Visakha: In early July, tens of thousands attended San Francisco's Rath-yatra parade and festival. Prabhupada addressed them in a sunny meadow in Golden Gate Park, saying that the Bhagavad-gita was the basis of the Krishna consciousness movement. And the Bhagavad-gita reminds us that we are integral parts of God, who is the chief of all living beings. It's God who maintains all living beings. It's He who is the predominator. We are maintained and predominated.
My heart gladdened to hear Prabhupada explain these basic points. He spoke with conviction, and what he said was based on the authority of scriptures and sages throughout the ages. It was also clear and logical and epically relevant. "Why didn't more people 'get' it?" I thought, completely ignoring the grim fact that only weeks before, for some unknown reason, I'd been missing it myself.
After his talk I started to climb the stage steps to photograph the event when a devotee blocked me, saying, "Women are not allowed on the stage." I explained that I was authorized by Prabhupada to take photos, but this man was adamant. Usually, I devised ways to circumvent such obstacles, but this time I found myself disheartened - after all, the fundamental Krishna conscious understanding was that we're not these male or female bodies but spiritual beings, and besides, this person was interfering with my service, and anyway, women as well as men should be on the stage, and so on.

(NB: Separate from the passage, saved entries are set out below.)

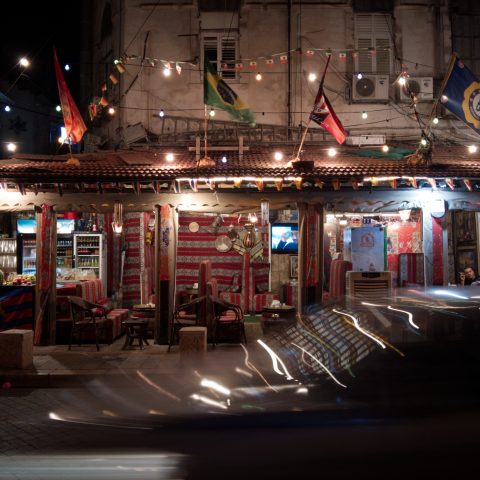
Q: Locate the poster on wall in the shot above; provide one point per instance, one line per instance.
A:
(368, 249)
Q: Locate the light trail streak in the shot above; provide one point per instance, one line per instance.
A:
(410, 316)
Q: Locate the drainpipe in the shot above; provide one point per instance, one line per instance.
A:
(289, 88)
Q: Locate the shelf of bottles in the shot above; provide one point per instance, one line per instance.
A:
(65, 253)
(29, 257)
(88, 252)
(8, 254)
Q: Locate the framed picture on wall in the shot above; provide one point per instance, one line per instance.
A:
(294, 266)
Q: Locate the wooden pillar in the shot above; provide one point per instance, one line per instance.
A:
(158, 243)
(302, 257)
(319, 227)
(427, 242)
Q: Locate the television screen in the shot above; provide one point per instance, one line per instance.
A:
(285, 238)
(65, 225)
(26, 225)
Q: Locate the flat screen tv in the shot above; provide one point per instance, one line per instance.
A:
(284, 238)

Suddenly weary, I meandered to the middle of the field behind the audience and plopped down on an empty chair, thinking, "If I could think of something better to do than Krishna consciousness, I'd surely do it." I wondered what my life would have looked like if Prabhupada hadn't entered it. Through a lens of oversimplification, I suddenly saw myself caught in a web of competition, clambering for photographic assignments, climbing a ladder of prestige while trying to ignore a pervasive stench of phoniness and meaninglessness. Probably drinking more than wise. Hiding beneath a layer of competence and conviviality. Certainly confused. In summary, miserable.
After a short time the kirtan intensified. I looked up to see Prabhupada getting off his seat. He took a bunch of pink roses and threw them one by one into the huge crowd. Finally, he threw what was left of the bunch and, raising his arms, began to dance. I stood on the chair I'd been sitting on and realized I was in an ideal spot to take photographs: in the lower part of the frame were the audience's upraised hands - black and white, men's and women's, young and old - and in the center was an ecstatic Prabhupada surrounded by his blissful students. Behind him stood the Deities.
The experience left me humbled: how easily my consciousness had drooped. How much I needed help with my service, and how ignorant I was of the ways in which that help came. Clearly, awareness of Krishna, which was natural for Prabhupada, was superficial for me. Yet, also clearly, someone was trying to help me. I bowed my head in thanks.